In the introduction of Kronholm et al. , we discuss what properties a differentiation measure, like FST, should or was assumed to have. Recent developments [2-5] have shown that FST in fact does not have these properties. Our intention was to take a chronological approach, referring to FST as it has traditionally been referred to and subsequently emphasizing some of the problems this measure has.
Genetic differentiation among populations, that is differences in allele frequencies, is caused by multiple factors, demographic factors (genetic drift, migration etc.) and mutations.
Our goal was to identify which measure should be used when only the demographic parameters are of interest. This is the case when genetic divergence is examined in order to detect local adaptation and assess the ecological relevance of natural variation. In this case ΦST can be useful, if different markers need to be compared to each other. Given this context, this is why we state that the measure should be independent of mutation rate.
On the other hand, if one is interested in the question: is there genetic differentiation per se among the studied populations? Then, a measure like D should be used because it measures the absolute genetic differentiation present. We do not wish to advocate in general that a measure of genetic differentiation should be independent of mutation rate.

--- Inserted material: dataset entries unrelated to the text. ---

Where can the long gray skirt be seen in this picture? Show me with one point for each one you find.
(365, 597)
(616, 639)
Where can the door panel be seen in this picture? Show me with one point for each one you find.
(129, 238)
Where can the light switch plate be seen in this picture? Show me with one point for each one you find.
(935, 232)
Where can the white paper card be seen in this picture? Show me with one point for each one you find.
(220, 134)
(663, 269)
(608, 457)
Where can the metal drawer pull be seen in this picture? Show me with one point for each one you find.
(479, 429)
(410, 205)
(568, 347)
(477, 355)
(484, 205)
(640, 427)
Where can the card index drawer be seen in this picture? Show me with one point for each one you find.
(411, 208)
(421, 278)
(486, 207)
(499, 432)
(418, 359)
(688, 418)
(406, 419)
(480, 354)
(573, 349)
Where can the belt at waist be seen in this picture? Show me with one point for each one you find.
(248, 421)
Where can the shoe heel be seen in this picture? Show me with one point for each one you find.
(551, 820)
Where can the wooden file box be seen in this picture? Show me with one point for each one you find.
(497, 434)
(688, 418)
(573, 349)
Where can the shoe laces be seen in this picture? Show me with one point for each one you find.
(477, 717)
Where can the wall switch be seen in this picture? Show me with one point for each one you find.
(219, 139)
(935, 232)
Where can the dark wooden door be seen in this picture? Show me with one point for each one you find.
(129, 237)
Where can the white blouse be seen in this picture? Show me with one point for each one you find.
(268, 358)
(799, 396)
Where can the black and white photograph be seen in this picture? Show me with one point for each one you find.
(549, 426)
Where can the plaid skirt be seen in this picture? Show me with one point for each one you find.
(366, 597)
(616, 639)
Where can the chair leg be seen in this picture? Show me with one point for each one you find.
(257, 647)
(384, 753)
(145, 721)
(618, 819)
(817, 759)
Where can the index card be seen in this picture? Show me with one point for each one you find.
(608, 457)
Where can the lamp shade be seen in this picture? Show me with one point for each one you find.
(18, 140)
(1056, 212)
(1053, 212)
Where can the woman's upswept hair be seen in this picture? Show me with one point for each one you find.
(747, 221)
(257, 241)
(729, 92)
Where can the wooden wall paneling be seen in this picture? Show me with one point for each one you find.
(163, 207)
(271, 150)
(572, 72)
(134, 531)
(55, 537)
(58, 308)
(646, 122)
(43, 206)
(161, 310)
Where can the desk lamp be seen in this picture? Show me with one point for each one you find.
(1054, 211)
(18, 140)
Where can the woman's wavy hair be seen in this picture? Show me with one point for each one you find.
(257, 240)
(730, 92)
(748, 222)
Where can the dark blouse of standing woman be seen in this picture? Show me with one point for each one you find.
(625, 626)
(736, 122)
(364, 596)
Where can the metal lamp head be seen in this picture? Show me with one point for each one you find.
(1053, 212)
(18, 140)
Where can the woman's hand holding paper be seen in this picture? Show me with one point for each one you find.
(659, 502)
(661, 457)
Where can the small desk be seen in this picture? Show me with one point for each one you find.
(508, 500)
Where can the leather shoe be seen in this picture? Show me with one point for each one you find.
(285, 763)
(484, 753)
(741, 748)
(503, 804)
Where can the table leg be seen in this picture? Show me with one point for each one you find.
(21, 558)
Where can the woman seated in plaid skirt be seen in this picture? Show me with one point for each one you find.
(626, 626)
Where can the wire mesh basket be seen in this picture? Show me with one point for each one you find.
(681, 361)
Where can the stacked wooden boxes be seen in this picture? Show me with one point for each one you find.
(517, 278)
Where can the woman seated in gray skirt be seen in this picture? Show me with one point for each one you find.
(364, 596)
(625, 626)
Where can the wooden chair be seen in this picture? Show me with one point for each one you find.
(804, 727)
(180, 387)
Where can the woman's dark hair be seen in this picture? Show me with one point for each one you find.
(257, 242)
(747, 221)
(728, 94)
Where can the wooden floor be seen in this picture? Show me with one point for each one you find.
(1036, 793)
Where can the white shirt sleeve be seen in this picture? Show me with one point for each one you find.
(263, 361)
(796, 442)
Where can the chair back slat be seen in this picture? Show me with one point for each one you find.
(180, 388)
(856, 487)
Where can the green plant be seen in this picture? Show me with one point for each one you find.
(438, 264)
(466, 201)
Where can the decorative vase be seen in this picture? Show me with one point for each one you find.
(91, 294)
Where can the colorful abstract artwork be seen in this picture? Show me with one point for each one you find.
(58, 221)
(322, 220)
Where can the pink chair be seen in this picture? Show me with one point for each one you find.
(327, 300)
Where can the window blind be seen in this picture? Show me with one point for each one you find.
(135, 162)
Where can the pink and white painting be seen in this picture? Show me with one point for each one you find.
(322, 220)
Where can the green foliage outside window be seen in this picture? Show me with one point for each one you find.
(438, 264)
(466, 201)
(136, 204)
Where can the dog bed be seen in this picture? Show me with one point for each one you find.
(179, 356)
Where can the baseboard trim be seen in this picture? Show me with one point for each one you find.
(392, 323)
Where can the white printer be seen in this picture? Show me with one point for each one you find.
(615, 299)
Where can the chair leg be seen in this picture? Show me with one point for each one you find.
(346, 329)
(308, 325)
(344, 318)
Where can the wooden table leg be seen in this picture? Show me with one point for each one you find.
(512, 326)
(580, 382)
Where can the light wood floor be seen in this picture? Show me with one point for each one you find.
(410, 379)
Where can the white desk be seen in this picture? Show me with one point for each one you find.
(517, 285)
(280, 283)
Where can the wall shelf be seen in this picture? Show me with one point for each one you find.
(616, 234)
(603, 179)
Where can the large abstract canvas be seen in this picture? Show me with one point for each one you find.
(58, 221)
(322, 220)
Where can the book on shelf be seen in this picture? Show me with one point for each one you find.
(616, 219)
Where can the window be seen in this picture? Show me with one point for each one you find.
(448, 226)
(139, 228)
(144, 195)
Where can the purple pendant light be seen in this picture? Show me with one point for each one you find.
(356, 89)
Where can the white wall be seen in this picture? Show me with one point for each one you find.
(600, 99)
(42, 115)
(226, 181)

In some places of our paper this message does not come through clearly, because our phrasing may be less than ideal. Also, sometimes the word "estimator" was used when "measure" would have been a better choice. We do not wish to say for example that D is a "statistical estimator" of FST but that these are different measures of genetic divergence.
Furthermore, we wish to address table 1, where the expected value of FST, and values for D and F'ST are given in the same table. Here, it was not stated clearly enough that values of D and F'ST cannot be directly compared to the expected FST value. The idea here was to show how the different measures depart from the expected FST which is sensitive only to demographic parameters. It is not meant to imply that D or F'ST perform "poorly".
We offer our sincere apologies to the community for any confusion we may have caused.
We would like to thank Lou Jost for bringing this matter to our attention.